Lorsque le comte Albert, qui jusque-là n’avait fait qu’essayer les cordes de son violon, vit Consuelo s’avancer vers lui, il vint à sa rencontre, et l’aida à franchir les méandres que formait la source, et sur lesquels il avait jeté quelques troncs d’arbres aux endroits profonds. En d’autres endroits, des rochers épars à fleur d’eau offraient un passage facile à des pas exercés. Il lui tendit la main pour l’aider, et la souleva quelquefois dans ses bras.
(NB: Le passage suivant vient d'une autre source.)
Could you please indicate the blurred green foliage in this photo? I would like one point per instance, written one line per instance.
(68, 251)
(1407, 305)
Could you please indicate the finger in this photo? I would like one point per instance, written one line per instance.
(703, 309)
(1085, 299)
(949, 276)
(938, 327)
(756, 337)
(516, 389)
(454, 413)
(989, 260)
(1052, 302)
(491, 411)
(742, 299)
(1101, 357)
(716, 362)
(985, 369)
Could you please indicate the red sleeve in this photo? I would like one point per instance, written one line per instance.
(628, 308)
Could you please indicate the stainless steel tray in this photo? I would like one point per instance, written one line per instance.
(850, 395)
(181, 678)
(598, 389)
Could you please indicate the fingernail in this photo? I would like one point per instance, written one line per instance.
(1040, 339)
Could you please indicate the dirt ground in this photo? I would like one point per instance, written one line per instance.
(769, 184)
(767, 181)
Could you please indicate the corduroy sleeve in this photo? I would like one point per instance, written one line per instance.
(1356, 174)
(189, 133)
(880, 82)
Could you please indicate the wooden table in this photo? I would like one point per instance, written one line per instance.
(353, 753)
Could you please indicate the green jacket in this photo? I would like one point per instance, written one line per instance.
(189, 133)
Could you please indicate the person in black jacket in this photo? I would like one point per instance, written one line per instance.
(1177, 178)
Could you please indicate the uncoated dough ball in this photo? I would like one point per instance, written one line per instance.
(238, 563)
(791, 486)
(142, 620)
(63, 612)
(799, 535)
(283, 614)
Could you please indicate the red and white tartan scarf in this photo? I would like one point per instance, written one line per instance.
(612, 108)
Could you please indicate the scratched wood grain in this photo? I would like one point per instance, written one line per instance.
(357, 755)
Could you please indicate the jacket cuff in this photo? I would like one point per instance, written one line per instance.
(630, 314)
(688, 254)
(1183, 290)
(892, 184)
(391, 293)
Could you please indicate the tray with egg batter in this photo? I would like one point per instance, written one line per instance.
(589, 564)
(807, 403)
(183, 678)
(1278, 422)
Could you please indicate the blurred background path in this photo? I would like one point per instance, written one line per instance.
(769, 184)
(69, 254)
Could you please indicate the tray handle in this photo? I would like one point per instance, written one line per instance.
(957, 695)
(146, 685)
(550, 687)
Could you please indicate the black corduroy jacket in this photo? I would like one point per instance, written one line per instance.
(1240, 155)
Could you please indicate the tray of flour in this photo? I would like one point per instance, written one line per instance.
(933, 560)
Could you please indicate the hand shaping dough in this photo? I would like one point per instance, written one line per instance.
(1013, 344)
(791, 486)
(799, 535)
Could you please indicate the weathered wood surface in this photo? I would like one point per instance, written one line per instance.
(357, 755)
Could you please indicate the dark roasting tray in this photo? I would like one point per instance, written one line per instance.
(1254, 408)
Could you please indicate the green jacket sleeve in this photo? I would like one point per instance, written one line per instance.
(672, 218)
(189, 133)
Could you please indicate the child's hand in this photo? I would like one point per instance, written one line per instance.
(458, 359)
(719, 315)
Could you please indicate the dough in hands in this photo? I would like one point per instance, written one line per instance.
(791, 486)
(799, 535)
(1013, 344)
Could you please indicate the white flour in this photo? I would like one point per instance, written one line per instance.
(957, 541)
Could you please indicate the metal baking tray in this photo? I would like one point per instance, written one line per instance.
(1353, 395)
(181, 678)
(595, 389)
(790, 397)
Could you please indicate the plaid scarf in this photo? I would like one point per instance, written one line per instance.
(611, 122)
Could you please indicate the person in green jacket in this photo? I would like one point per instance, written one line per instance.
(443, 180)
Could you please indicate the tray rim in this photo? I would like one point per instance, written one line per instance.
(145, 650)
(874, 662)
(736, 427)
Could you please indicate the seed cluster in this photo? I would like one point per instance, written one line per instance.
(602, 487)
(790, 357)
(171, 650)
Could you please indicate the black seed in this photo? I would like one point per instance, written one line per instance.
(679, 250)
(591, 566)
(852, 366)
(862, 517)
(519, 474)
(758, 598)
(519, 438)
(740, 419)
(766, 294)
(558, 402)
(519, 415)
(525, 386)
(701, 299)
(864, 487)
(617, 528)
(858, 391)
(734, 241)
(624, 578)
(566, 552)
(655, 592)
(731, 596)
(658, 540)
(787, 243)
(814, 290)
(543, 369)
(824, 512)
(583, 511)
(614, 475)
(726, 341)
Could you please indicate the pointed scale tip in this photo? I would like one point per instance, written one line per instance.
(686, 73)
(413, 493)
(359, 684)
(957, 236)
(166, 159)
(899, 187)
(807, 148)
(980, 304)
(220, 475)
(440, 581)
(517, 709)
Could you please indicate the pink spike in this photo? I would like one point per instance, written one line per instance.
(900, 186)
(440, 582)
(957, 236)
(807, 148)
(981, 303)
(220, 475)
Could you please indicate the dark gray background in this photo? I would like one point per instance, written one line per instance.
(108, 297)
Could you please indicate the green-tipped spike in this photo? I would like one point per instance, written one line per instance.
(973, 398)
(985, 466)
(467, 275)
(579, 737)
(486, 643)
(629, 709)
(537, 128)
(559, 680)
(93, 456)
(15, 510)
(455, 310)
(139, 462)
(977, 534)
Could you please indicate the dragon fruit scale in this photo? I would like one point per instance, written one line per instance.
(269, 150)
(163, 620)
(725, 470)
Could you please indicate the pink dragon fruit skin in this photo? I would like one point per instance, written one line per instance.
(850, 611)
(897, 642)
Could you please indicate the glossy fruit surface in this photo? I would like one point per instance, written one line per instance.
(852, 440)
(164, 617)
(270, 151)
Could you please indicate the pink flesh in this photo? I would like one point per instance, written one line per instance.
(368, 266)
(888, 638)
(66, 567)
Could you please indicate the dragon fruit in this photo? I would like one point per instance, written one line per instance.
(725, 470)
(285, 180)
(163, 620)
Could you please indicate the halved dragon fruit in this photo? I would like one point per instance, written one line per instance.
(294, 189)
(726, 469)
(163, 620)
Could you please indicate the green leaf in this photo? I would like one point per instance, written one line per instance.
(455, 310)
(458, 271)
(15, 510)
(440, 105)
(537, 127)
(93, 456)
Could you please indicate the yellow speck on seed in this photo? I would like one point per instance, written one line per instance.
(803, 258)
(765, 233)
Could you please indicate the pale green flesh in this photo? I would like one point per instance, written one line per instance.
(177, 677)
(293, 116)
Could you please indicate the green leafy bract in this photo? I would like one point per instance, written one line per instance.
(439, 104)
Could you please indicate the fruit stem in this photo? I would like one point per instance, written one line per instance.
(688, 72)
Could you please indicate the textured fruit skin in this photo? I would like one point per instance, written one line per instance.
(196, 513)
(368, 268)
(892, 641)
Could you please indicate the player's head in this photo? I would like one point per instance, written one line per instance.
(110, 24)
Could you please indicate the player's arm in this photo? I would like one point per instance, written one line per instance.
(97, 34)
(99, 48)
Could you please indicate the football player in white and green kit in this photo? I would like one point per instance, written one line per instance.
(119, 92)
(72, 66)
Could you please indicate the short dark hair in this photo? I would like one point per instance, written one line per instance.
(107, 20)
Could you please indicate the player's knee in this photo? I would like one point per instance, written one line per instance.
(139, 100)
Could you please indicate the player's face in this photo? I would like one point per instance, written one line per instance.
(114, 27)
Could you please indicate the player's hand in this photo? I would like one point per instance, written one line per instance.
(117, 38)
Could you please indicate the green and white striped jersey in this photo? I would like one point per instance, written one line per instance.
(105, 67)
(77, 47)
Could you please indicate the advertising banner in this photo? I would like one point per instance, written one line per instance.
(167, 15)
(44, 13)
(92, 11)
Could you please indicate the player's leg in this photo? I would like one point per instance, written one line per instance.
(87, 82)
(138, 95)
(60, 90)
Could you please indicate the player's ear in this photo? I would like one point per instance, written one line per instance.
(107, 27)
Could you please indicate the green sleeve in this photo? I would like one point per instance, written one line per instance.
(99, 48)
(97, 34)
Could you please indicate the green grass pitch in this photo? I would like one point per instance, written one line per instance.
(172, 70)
Mais cette fois Consuelo eut peur, non du torrent qui fuyait silencieux et sombre sous ses pieds, mais de ce guide mystérieux vers lequel une sympathie irrésistible la portait, tandis qu’une répulsion indéfinissable l’en éloignait en même temps. Arrivée au bord de la source, elle vit, sur une large pierre qui la surplombait de quelques pieds, un objet peu propre à la rassurer. C’était une sorte de monument quadrangulaire, formé d’ossements et de crânes humains, artistement agencés comme on en voit dans les catacombes.

« N’en soyez point émue, lui dit Albert, qui la sentit tressaillir. Ces nobles restes sont ceux des martyrs de ma religion, et ils forment l’autel devant lequel j’aime à méditer et à prier.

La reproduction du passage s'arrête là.